Tuesday, 21 June 2011

1,001 Films: "Haxan" (1922)

The Danish director Benjamin Christensen's film Haxan, one of the silent cinema's genuine oddities, forms in essence an illustrated lecture on the origins and practice of witchcraft through the ages. Jolly woodcarvings featuring cannibalism and blasphemy are spliced with facts both bewildering ("After a meeting, [witches] might sneak into a barn and bewitch a cow") and jaw-dropping (it's claimed some eight million were killed by authorities across Europe on suspicion of practising black magic); these, in turn, are interwoven with fictional recreations of devilry. There's some crossover with early peephole material: Satan (played by a bald, portly middle-aged man with stick-on ears and claws) lures several nude wives and their lissom daughters out of their beds.
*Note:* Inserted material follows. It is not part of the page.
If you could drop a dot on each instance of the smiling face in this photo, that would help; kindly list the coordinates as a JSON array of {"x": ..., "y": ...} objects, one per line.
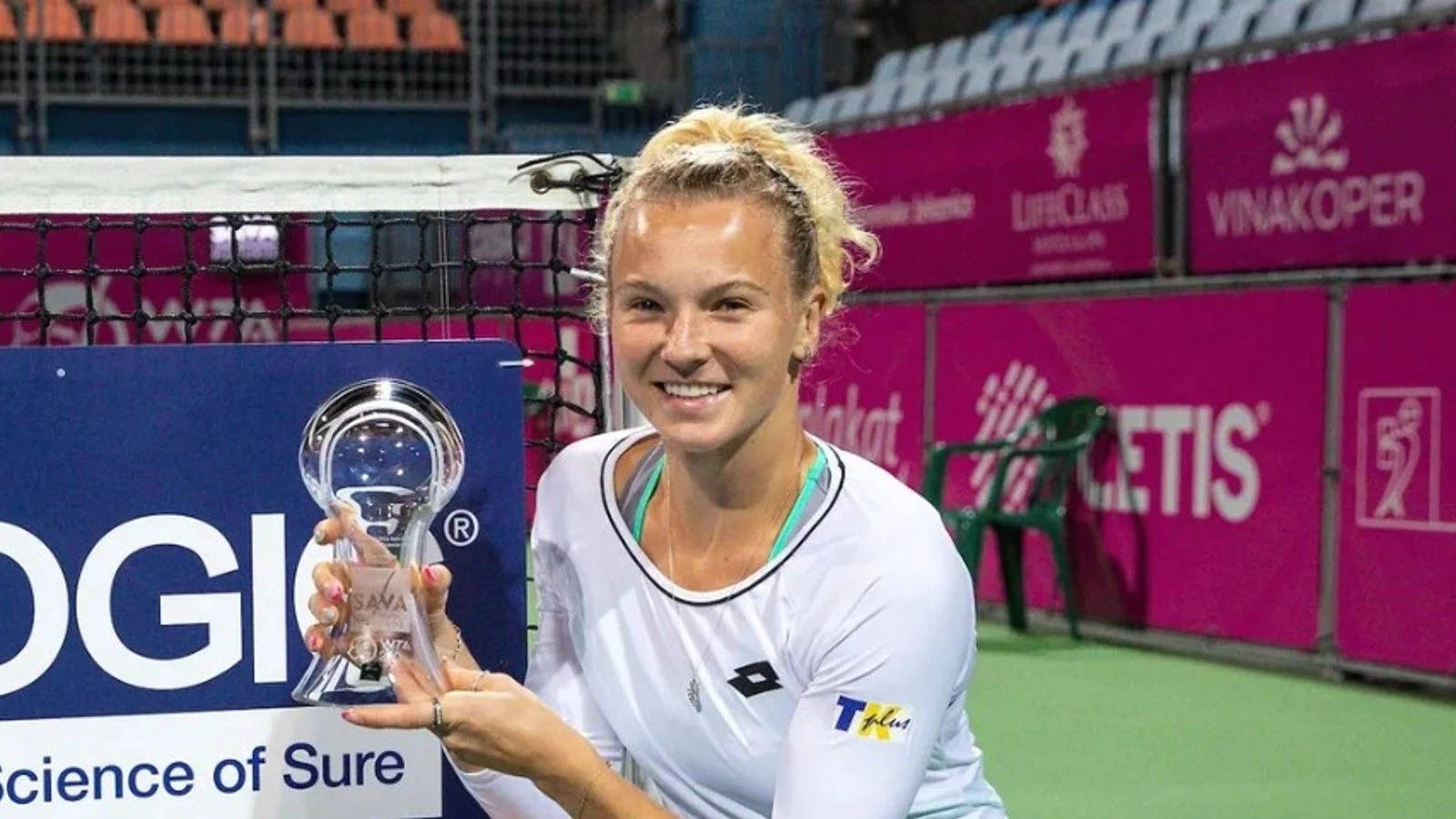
[{"x": 705, "y": 319}]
More generally, Christensen appears to have intended the film as a rational reframing of primitive beliefs; the irony being that, with its flickering, tinted and wordless images, and its hysterical conclusions (that well-known actors and handsome doctors are the new devils keeping women up all night, that female aviators can be compared to witches on broomsticks), that framing now looks fairly primitive in itself. Still, the mix of approaches - arriving at then-modern melodrama only after its early flirtations with early stop-motion photography and graphic horror tableaux - reveals that, back in the early 1920s, European filmmakers were both formally and thematically more audacious than their American contemporaries. A cinema of spirits, angels and demons - this was a universe Carl Dreyer, and later Ingmar Bergman, would find it very easy to operate within.

Haxan is available on DVD from Tartan.